The region forecast totals reported on the Manufacturing input web-screen include only actively-distributed products. For the region in question, the product isn't currently actively distributed in all of the markets for which forecasts have been input on the Forecasting input web-screen. You still need to change the "Active Status?" to "Yes" on the Generate Demand input web-screen if you really intend this product to be actively distributed. A greater-than-zero forecast doesn't automatically activate a product. You must activate the product on the Generate Demand input web-screen by changing its "Active Status?" to "Yes".
A greater-than-zero forecast doesn't automatically activate a product. You must activate the product on the Generate Demand input web-screen by changing its "Active Status?" to "Yes".
“Can we have a manufacturing plant in each market region?”
No. You only have a single manufacturing plant, in market region #1.
“Why are there production order change limits in LINKS?”
Cost-efficient manufacturing generally requires relatively "smooth" production levels through time.

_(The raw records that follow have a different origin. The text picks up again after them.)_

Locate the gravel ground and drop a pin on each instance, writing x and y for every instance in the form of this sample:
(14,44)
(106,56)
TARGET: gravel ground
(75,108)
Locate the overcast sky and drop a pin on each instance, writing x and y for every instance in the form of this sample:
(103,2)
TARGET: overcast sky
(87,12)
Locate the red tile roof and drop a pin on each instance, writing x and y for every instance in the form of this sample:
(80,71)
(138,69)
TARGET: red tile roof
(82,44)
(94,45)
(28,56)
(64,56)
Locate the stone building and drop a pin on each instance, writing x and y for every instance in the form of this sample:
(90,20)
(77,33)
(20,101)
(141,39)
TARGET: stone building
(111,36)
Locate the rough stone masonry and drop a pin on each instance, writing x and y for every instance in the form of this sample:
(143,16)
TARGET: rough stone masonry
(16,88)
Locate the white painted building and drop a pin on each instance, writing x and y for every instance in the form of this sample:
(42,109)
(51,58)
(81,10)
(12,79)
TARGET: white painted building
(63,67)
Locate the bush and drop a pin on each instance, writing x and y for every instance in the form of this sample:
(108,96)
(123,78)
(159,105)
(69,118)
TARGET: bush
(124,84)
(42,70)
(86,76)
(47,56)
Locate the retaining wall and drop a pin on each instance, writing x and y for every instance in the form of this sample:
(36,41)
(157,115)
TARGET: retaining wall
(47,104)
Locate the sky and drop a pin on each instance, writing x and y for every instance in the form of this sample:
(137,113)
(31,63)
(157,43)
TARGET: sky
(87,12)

Wild swings in production orders are difficult to accommodate "gracefully" and without lots of additional explicit and implicit costs arising. In LINKS, the constraint on production order changes from round to round encourages plan-ahead behavior and reflects the manufacturing reality that it's difficult to accommodate large swings in production levels in a short period of time. Of course, it's always possible to change production to 0, but the following round's production level would then be limited by the per-product production order change limit from round to round.
“Is a production order of zero units valid?”

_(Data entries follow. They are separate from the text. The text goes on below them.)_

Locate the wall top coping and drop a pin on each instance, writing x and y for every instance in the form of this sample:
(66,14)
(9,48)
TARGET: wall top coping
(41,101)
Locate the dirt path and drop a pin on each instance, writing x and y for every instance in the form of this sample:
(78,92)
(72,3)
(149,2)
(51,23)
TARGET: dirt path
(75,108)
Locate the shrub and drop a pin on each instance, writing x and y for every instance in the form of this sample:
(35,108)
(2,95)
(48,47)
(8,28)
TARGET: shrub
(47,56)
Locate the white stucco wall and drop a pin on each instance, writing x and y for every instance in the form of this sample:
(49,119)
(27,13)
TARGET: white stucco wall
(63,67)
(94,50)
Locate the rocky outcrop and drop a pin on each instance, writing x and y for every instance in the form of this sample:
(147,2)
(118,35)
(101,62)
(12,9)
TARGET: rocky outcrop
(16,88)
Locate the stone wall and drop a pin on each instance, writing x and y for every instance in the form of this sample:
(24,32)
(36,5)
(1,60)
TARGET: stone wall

Yes, you can always change your production order for a product to zero units. However, remember that a production order change limit exists in LINKS, so the following round's production order (after a zero-unit production order) would be limited.
“The LINKS Simulation Database is rejecting our desired production order amount? What's going on?”

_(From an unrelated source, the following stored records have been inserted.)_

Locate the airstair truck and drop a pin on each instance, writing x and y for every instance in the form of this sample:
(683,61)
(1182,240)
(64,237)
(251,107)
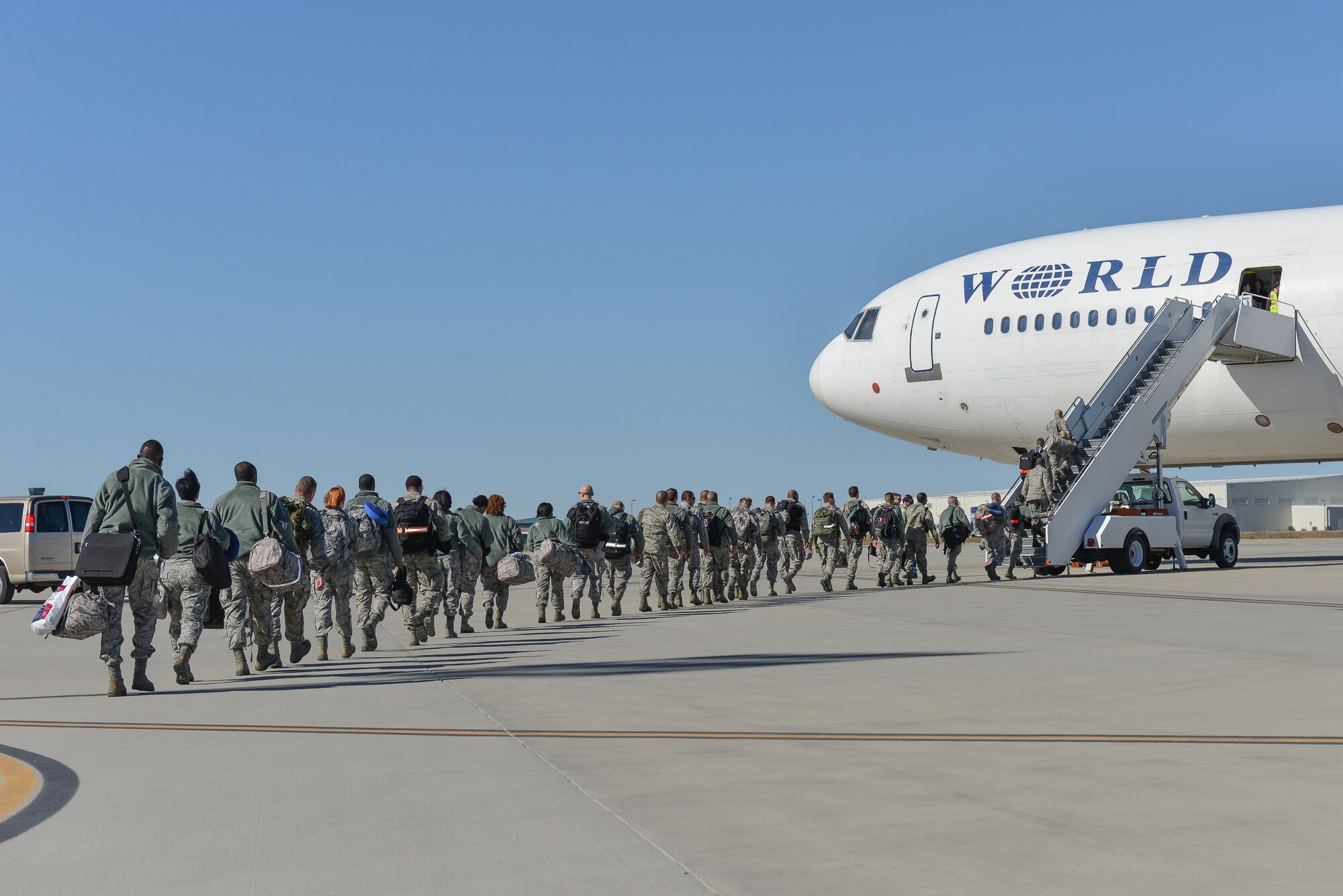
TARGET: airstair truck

Round-to-round change limits exist in the maximum change (up or down) that is possible in a product's production order from one round to the next. Please refer to the LINKS participant's manual for details.
“Can unfilled orders exist?”
Yes. Note that these are unfilled orders not backlogged orders. There’s no requirement that customers wait to purchase your set-top box product when it becomes available in the future. For those customers facing unfilled orders, some presumably shift to other firms’ available products immediately while some wait to purchase their preferred product when it becomes available in the future. Of course, all sales and customer choices in the future are governed by the prevailing conditions (e.g., taking into account your price and the prices of competitors) in the future.
“We have unfilled orders for one of our products in channel #1 but channel #1 does have some inventory of our product (i.e., retailers aren’t stocked-out). What’s going on? If we have unfilled orders as a manufacturer, shouldn’t the retailers in channel #1 be stocked-out?”
If you look more carefully at the Retail Pipeline Report, you’ll notice that the beginning inventory in the retail channel is a lot higher than the ending inventory. (And, yes, the ending inventory is positive.) The ending inventory in the retail pipeline is a lot lower than desired (compare it to the beginning inventory level). Thus, channel #1 apparently wanted to purchase more from your firm (the manufacturer) but you (the manufacturer) couldn't provide it. Thus, the manufacturer observes unfilled orders even though there's some inventory available in the retail channel. But, this ending inventory is less than the retailers ideally want. Remember, retailers buy set-top boxes from manufacturers to sell to final customers but also to maintain some targeted level of inventory in the channel to service their (retailers’) final end-user customers.